A kitbag question (Hebrew: she'elat kitbag) is a question that is better not asked and might bring about undesirable consequences, usually directed to a person of authority. The person asking the question (or other people) are likely to be harmed by the very act of asking the question.

The kitbag question is a classic topic in decision theory.

Origin
The expression was created when soldiers in the Israel Defence Forces, who had been commanded by their superiors to assemble for a loaded march with their weapons and ammunition vests, asked their superiors whether they should also bring their kitbag. The reply was "good idea, bring the kitbag as well". Yet if they had not asked, the commanders would never have thought to require bringing the kitbag.
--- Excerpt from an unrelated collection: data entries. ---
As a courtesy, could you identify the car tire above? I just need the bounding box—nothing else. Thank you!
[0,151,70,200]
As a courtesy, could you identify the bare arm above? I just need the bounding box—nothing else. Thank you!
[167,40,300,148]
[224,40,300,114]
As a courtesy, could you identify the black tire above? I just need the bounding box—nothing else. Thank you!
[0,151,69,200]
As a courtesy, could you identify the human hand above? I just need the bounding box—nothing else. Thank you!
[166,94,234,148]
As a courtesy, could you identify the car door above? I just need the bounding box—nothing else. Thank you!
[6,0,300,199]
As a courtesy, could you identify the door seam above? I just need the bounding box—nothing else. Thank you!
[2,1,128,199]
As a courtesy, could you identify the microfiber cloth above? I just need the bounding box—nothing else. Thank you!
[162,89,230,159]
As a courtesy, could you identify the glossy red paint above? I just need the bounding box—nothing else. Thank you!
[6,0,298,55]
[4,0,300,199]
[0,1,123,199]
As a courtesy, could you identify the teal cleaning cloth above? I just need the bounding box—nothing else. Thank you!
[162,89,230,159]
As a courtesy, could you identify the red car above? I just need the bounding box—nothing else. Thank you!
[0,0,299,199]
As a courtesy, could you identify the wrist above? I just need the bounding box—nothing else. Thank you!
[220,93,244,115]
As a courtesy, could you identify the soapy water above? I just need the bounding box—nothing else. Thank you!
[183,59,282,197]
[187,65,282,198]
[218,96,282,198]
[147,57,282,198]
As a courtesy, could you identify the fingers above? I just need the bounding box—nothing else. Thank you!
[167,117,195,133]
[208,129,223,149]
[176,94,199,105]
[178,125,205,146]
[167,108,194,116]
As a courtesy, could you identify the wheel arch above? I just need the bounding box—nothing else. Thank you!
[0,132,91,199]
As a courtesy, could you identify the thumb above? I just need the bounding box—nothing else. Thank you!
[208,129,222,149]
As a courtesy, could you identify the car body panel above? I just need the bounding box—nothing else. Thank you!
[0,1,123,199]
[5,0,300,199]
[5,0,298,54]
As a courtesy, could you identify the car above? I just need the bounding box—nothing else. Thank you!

The expression began in Israeli army slang, then spread to Israeli society in general, and now has a limited degree of international use.

Examples

Kitbag questions come in two main categories:
 Questions about a task which the questioner must perform, but he/she asks the question in hope of sparking a modification or cancellation of the task.
 Questions about unclear instructions. In this case, the questioner has a dilemma: on one hand, he/she wishes to clarify the instructions in order to fulfill them better. On the other hand, the very act of asking is likely to make the instructions more severe.

Kitbag questions can also occur in non-military contexts. A common example is approaching government authorities in order to receive documents (such as a construction permit for a building). It often seems likely that if the questioner asks the authorities whether he/she must bring a particular document, the answer will always be "yes", whether or not the document is really needed.